How to Handle Pagination¶
Handle paginated API responses in data sources to fetch large result sets efficiently.
๐ค AI-Generated Content
This documentation was generated with AI assistance and is still being audited. Some, or potentially a lot, of this information may be inaccurate. Learn more.
Basic Pagination Pattern¶
import attrs
import httpx
from pyvider.data_sources import register_data_source, BaseDataSource
from pyvider.schema import s_data_source, a_str, a_num, a_list, PvsSchema
@attrs.define
class PaginatedQueryConfig:
endpoint: str
limit: int = 100 # Max results to fetch
@attrs.define
class PaginatedQueryData:
id: str
items: list[dict]
total_fetched: int
has_more: bool
@register_data_source("paginated_query")
class PaginatedQuery(BaseDataSource):
config_class = PaginatedQueryConfig
state_class = PaginatedQueryData
@classmethod
def get_schema(cls) -> PvsSchema:
return s_data_source({
"endpoint": a_str(required=True),
"limit": a_num(default=100),
"id": a_str(computed=True),
"items": a_list(a_map(a_str()), computed=True),
"total_fetched": a_num(computed=True),
"has_more": a_bool(computed=True),
})
async def read(self, config: PaginatedQueryConfig) -> PaginatedQueryData:
all_items = []
page = 1
has_more = True
async with httpx.AsyncClient() as client:
while has_more and len(all_items) < config.limit:
response = await client.get(
f"https://api.example.com{config.endpoint}",
params={"page": page, "per_page": 100}
)
data = response.json()
all_items.extend(data["items"])
has_more = data.get("has_more", False)
page += 1
# Stop if we have enough
if len(all_items) >= config.limit:
break
return PaginatedQueryData(
id=f"{config.endpoint}:{config.limit}",
items=all_items[:config.limit],
total_fetched=len(all_items[:config.limit]),
has_more=has_more,
)
Token-Based Pagination¶
Many APIs use cursor/token-based pagination:
async def read(self, config: Config) -> Data:
all_items = []
next_token = None
async with httpx.AsyncClient() as client:
while len(all_items) < config.limit:
params = {"limit": min(100, config.limit - len(all_items))}
if next_token:
params["next_token"] = next_token
response = await client.get(
f"https://api.example.com{config.endpoint}",
params=params
)
data = response.json()
all_items.extend(data["items"])
next_token = data.get("next_token")
# No more pages
if not next_token:
break
return Data(
id=f"{config.endpoint}:{config.limit}",
items=all_items,
total_fetched=len(all_items),
)
Offset-Based Pagination¶
Traditional offset/limit pagination:
async def read(self, config: Config) -> Data:
all_items = []
offset = 0
page_size = 100
async with httpx.AsyncClient() as client:
while len(all_items) < config.limit:
fetch_size = min(page_size, config.limit - len(all_items))
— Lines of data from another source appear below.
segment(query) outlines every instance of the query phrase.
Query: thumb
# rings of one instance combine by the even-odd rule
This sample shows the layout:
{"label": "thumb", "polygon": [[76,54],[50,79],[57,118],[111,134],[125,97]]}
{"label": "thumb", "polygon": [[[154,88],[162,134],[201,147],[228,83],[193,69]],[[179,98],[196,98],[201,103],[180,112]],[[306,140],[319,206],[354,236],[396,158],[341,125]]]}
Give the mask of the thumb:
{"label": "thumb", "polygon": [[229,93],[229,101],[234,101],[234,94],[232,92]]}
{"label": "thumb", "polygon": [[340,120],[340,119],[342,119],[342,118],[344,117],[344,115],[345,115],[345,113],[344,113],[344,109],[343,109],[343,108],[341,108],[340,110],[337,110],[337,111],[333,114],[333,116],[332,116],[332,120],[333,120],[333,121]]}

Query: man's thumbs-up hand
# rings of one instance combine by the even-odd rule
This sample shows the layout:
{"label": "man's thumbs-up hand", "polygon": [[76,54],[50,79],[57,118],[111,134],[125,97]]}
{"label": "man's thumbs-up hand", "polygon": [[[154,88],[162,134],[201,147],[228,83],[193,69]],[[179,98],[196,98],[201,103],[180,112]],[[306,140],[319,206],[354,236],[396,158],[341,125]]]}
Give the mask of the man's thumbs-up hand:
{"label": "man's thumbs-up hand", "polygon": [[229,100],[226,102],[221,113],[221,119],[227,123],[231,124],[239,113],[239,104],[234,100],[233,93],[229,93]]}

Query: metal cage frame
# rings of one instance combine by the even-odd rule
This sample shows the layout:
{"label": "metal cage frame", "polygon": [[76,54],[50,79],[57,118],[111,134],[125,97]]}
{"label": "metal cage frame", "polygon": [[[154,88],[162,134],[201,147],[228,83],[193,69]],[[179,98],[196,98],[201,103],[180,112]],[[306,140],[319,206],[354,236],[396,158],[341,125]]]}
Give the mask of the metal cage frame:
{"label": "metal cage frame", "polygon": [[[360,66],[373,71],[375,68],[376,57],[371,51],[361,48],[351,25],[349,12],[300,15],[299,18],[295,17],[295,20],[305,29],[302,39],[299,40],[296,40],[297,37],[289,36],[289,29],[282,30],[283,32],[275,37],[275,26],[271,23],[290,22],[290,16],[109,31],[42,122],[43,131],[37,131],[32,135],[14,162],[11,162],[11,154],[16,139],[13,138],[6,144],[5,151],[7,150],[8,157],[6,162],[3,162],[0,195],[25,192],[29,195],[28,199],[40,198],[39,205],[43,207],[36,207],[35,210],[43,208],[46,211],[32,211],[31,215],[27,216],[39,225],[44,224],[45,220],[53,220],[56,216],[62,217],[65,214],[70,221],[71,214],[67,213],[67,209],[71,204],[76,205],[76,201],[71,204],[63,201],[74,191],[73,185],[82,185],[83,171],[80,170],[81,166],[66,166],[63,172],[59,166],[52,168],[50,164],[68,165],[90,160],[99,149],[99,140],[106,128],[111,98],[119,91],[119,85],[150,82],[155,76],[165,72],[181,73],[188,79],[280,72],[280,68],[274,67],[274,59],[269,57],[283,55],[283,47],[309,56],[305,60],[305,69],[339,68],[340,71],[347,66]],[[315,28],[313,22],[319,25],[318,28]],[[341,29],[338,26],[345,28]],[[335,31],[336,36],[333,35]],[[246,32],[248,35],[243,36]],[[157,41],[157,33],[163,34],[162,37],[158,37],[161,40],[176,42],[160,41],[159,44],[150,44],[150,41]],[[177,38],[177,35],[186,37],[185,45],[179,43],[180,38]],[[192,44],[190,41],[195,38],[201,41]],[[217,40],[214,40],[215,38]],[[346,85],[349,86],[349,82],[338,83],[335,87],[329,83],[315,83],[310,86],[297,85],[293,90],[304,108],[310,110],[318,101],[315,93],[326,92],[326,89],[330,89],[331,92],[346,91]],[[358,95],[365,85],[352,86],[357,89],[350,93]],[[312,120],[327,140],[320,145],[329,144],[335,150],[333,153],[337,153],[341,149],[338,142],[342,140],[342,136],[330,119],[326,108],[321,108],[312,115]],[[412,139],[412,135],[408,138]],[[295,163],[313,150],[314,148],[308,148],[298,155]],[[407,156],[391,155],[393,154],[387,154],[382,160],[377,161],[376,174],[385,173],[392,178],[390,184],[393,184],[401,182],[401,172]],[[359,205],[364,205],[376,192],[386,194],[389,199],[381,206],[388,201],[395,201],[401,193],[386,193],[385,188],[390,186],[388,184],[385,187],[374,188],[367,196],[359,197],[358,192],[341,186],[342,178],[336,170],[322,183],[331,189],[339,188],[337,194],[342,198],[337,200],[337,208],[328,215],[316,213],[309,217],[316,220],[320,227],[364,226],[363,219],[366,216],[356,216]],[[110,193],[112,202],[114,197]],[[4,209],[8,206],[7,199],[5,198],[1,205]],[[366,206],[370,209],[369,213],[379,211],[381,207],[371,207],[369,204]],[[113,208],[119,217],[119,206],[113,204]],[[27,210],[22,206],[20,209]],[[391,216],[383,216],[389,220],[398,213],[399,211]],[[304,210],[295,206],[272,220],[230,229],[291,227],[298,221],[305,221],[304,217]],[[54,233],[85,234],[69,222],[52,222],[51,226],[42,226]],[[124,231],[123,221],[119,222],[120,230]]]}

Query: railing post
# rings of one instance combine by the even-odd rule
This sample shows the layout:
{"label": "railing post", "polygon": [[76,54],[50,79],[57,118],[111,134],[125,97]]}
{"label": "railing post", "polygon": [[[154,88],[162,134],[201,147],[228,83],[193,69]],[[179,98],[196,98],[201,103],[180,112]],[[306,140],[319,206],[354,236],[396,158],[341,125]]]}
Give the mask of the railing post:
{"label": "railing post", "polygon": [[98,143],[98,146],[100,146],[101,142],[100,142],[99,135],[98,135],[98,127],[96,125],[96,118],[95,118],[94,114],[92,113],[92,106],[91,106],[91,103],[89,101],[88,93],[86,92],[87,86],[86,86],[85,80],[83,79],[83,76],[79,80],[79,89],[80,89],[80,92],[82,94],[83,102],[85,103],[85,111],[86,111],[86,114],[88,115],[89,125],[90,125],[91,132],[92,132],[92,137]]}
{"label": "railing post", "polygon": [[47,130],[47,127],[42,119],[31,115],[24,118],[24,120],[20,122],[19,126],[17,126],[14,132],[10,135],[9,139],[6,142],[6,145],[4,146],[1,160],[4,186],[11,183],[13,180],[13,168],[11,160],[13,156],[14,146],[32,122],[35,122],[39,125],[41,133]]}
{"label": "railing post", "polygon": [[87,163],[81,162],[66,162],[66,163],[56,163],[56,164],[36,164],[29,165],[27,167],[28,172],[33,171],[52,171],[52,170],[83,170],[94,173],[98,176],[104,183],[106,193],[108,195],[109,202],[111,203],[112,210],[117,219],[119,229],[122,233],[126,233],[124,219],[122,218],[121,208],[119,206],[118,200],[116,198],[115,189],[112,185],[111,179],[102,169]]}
response = await client.get(
f"https://api.example.com{config.endpoint}",
params={"offset": offset, "limit": fetch_size}
)
data = response.json()
items = data.get("items", [])
if not items:
break # No more results
all_items.extend(items)
offset += len(items)
# Got fewer than requested = last page
if len(items) < fetch_size:
break
return Data(
id=f"{config.endpoint}:{config.limit}",
items=all_items,
total_fetched=len(all_items),
)
Link Header Pagination¶
Some APIs use HTTP Link headers (like GitHub):
import httpx
from urllib.parse import parse_qs, urlparse
async def read(self, config: Config) -> Data:
all_items = []
url = f"https://api.example.com{config.endpoint}"
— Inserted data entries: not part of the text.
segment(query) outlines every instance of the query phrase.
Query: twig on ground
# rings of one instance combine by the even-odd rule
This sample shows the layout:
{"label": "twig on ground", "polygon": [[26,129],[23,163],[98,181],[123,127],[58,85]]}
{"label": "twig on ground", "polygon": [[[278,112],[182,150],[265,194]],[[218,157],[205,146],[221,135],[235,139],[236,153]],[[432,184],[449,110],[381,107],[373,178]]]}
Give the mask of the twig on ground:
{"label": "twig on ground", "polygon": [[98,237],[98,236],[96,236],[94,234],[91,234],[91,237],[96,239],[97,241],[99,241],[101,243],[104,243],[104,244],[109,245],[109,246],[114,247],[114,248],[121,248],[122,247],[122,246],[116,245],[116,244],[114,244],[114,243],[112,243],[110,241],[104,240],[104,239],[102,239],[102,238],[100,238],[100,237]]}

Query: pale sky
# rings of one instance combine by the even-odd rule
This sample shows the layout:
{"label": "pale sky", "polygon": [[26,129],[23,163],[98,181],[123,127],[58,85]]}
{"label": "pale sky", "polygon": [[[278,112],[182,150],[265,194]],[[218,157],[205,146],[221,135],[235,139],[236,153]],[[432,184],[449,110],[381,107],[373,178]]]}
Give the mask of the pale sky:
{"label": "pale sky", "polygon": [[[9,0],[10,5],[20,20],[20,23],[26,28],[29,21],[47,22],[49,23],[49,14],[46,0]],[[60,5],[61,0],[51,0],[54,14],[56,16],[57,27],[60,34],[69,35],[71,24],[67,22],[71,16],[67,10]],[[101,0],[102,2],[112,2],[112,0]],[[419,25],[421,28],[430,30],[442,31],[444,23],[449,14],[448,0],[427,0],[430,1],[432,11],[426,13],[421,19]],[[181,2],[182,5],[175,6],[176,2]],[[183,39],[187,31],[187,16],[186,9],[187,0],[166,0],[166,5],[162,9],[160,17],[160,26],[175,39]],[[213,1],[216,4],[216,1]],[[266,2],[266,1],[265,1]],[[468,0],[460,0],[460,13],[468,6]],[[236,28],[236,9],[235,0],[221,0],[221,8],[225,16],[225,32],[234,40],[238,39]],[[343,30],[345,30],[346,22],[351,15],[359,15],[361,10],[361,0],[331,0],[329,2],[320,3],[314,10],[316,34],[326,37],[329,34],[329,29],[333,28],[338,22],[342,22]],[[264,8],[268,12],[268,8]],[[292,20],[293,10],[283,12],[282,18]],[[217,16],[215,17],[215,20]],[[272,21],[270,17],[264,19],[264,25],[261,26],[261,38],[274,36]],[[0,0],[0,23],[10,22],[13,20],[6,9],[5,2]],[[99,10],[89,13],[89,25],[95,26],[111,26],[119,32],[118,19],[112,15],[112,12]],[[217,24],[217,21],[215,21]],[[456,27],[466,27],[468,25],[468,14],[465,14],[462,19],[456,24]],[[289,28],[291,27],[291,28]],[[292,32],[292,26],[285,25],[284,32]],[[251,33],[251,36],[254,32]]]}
async with httpx.AsyncClient() as client:
while url and len(all_items) < config.limit:
response = await client.get(url, params={"per_page": 100})
data = response.json()
all_items.extend(data)
# Parse Link header for next page
link_header = response.headers.get("Link", "")
url = None
for link in link_header.split(","):
if 'rel="next"' in link:
url = link.split(";")[0].strip("<> ")
break
if len(all_items) >= config.limit:
break
return Data(
id=f"{config.endpoint}:{config.limit}",
items=all_items[:config.limit],
total_fetched=len(all_items[:config.limit]),
)
Parallel Pagination¶
Fetch multiple pages concurrently (be careful with rate limits):
import asyncio
async def read(self, config: Config) -> Data:
# Determine total pages needed
pages_needed = (config.limit + 99) // 100 # Round up
async with httpx.AsyncClient() as client:
# Create tasks for each page
tasks = [
self._fetch_page(client, config.endpoint, page)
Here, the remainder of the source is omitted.